Christophe Cherry est interviewé par Option Finance

Après une année 2020 marquée par un nombre de défaillances d’entreprises historiquement bas en France, les premiers nuages commencent à s’amonceler.

« Aujourd’hui, notre niveau d’acceptation des nouveaux risques est égal, voire supérieur, à celui d’avant-crise. »

Image of Christophe Cherry Author Profile Christophe Cherry
Directeur général d'Atradius France, Belgique et Luxembourg

Même si les défaillances d’entreprises restent contenues, les liquidations judiciaires directes s’inscrivent en hausse sensible depuis quelques semaines, tandis que certaines sociétés recommencent à allonger leurs délais de paiement. Dans ce contexte, les directions financières multiplient les initiatives pour limiter leurs risques d’impayés, ce qui se traduit notamment par un recours accru aux professionnels du poste client ainsi que par le déploiement de nouveaux outils de pilotage. 
 
Depuis quelques semaines, plusieurs signaux d’alerte quant à la santé financière des sociétés sont apparus, en tête desquels l’augmentation des défauts de paiement.

Malgré les aides gouvernementales, les retards de paiement augmentent.

Alors qu’environ 20 000 entreprises auraient échappé au dépôt de bilan l’année dernière grâce notamment aux aides publiques (prêts garantis par l’Etat, de charges, prise en charge du chômage partiel, etc.), l’échéance pourrait n’avoir été que différée de quelques mois pour un grand nombre d’entre elles. Malgré les mesures gouvernementales mises en place pour soutenir les entreprises, bon nombre d’entre elles ont accusé le coup du confinement et des fermetures imposées dans de nombreux secteurs, avec une augmentation significative des retards de paiement et un ralentissement voire un arrêt de l’activité et des répercussions sur les flux de trésorerie.

Un récent rebond de la sinistralité

Outre le récent rebond de la sinistralité, l’autre facteur d’inquiétudes concerne les délais de paiement. Bien qu’ils tendent de nouveau à diminuer depuis l’automne dernier, ils restent élevés et mettent sous pression la trésorerie de nombreuses entreprises. Le dernier Baromètre Atradius sur les Pratiques de Paiement paru au printemps indique que : « 45% des entreprises déclarent avoir dû attendre jusqu’à 30 jours de plus pour être payé par rapport à avant la crise. » Les grands Groupes quant à eux ont réussi à contenir l’allongement de leurs délais de paiement aujourd’hui à une moyenne de 13 jours, après un pic à 15 jours l’été dernier.

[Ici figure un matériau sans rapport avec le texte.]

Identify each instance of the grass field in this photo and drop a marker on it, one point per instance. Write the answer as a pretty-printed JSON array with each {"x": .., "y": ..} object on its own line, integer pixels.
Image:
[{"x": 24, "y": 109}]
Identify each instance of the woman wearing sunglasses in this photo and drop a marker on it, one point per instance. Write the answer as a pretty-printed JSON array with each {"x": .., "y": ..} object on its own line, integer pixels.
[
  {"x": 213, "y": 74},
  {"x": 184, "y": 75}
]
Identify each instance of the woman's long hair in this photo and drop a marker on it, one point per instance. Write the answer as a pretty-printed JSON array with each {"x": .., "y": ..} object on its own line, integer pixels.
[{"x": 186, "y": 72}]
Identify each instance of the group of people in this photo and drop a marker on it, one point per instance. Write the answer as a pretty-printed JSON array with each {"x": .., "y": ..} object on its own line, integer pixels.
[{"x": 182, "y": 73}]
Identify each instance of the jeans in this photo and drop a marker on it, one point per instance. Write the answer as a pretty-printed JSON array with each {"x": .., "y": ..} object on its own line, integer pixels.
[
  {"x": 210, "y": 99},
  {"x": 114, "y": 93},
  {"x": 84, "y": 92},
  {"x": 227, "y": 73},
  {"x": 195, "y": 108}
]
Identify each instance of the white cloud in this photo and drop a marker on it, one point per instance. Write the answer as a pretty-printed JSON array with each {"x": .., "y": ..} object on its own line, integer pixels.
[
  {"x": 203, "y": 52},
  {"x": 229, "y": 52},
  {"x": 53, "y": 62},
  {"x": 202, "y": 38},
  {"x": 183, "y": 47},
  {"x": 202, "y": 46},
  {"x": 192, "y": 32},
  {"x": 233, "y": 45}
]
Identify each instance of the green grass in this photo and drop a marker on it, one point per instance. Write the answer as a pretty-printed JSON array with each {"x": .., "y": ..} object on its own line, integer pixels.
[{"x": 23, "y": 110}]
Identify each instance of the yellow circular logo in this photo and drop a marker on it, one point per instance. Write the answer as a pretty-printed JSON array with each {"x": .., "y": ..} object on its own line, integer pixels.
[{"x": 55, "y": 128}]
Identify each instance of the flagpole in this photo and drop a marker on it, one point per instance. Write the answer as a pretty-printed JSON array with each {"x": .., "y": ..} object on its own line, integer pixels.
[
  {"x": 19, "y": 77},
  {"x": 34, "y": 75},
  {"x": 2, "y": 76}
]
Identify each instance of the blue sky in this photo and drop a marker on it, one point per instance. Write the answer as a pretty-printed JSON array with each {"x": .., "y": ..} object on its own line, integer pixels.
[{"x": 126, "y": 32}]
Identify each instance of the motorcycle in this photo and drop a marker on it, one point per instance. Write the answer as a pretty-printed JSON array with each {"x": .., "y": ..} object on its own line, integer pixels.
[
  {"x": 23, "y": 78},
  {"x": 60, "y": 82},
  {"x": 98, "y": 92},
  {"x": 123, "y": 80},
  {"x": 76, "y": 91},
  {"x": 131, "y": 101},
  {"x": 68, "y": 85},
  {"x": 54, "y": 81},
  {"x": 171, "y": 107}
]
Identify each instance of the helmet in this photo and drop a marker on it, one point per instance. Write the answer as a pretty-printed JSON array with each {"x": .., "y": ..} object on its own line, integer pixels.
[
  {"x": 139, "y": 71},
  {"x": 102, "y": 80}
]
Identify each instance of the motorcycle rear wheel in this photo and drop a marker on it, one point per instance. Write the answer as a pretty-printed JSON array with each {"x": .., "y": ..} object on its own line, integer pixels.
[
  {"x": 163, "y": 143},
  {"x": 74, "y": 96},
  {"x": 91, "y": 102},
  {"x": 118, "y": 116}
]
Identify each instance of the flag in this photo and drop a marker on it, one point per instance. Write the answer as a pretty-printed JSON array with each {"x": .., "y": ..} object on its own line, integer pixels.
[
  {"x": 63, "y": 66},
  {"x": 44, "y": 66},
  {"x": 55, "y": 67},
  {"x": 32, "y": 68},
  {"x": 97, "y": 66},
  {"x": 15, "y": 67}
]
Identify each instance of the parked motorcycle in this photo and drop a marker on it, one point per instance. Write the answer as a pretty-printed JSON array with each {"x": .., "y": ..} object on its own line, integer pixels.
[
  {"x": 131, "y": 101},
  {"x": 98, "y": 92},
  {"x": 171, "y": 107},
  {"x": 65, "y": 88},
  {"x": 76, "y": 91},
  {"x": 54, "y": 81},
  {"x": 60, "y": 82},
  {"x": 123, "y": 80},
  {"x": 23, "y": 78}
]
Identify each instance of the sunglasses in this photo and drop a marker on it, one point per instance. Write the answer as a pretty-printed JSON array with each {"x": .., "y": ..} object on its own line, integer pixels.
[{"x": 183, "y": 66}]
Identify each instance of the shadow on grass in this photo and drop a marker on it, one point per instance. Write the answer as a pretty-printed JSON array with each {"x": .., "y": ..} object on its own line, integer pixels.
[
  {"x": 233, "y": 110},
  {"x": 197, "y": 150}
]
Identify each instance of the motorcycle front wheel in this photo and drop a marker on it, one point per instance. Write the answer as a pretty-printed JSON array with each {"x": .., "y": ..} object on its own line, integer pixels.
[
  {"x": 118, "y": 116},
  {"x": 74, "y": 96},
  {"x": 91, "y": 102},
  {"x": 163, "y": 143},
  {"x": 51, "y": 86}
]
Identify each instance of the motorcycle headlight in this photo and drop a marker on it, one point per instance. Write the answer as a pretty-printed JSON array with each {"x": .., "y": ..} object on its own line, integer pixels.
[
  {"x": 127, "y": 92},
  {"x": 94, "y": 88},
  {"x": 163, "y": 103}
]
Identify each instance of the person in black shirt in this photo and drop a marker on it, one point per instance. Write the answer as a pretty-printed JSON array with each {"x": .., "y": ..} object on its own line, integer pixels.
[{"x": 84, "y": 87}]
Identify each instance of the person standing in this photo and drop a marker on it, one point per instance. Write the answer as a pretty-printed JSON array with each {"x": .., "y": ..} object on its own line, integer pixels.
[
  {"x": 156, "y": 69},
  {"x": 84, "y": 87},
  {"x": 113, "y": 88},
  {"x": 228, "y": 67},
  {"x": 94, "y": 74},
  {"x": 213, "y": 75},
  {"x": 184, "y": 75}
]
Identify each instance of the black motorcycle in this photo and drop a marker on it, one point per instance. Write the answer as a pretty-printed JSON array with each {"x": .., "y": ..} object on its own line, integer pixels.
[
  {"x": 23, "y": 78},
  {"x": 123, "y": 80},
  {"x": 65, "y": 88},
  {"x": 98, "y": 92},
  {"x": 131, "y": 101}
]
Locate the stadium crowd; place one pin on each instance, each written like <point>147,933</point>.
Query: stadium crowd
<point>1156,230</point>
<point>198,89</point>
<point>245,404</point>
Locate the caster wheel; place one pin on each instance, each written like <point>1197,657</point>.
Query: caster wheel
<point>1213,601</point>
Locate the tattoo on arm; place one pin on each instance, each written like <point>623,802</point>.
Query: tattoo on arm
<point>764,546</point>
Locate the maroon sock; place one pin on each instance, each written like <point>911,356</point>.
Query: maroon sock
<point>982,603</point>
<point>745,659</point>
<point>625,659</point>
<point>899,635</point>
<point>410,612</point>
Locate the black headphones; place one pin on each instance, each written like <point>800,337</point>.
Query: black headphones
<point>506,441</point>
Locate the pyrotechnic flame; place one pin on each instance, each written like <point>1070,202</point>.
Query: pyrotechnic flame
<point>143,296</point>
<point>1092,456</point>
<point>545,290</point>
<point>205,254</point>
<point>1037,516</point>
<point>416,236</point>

Les entreprises renforcent logiquement la gestion de leur risque client

Dans ce contexte, les entreprises ont logiquement tendance à renforcer leur gestion du risque client. A ce titre, elles seraient toujours plus nombreuses à solliciter les services des acteurs spécialisés. Cette situation profite en premier lieu aux assureurs crédit, qui font état depuis plusieurs mois d’un regain d’intérêt pour les garanties. « Gage que nous en avons octroyé davantage depuis le début de la crise, notre exposition au risque, dispositifs CAP et CAP+ inclus, a augmenté entre 2020 et 2021 », témoigne Christophe Cherry, Directeur général d’Atradius France, Belgique et Luxembourg.

Atradius continue à accompagner ses clients grâce à une forte proximité 

Face à l’incertitude et à l’importance actuellement accordée par les entreprises à la prévention du risque crédit, Atradius n’a pas fondamentalement changé son analyse du risque mais a enrichi son approche « Notre analyse est encore plus dynamique et contextuelle. Elle s’appuie sur l’historique et les perspectives de l’entreprise, en intégrant des éléments extra-financiers. » précise ainsi Christophe Cherry, Directeur général d’Atradius France, Belgique et Luxembourg.
 
Atradius mise également beaucoup sur la proximité avec ses clients et leurs acheteurs pour une évaluation des risques au cas par cas et un accompagnement maximal : « Nous multiplions les contacts avec les acheteurs et demandons à nos clients de partager leur expérience de paiements, un élément essentiel pour évaluer le risque de défaut. L’année dernière, nous nous sommes rapprochés de nos clients en amont de nos décisions d’arbitrage, pour déterminer ensemble leurs besoins de couvertures et ainsi conserver le meilleur accompagnement, tout en pilotant notre propre exposition au risque.»  souligne Christophe Cherry, Directeur général Atradius France, Belgique et Luxembourg.
 
Cet accompagnement optimisé et cette analyse au cas par cas des situations se traduisent par un niveau d’acceptation qui reste élevé : « Aujourd’hui, notre niveau d’acceptation des nouveaux risques est égal, voire supérieur, à celui d’avant-crise. », précise ainsi Christophe Cherry, Directeur général d’Atradius France, Belgique et Luxembourg.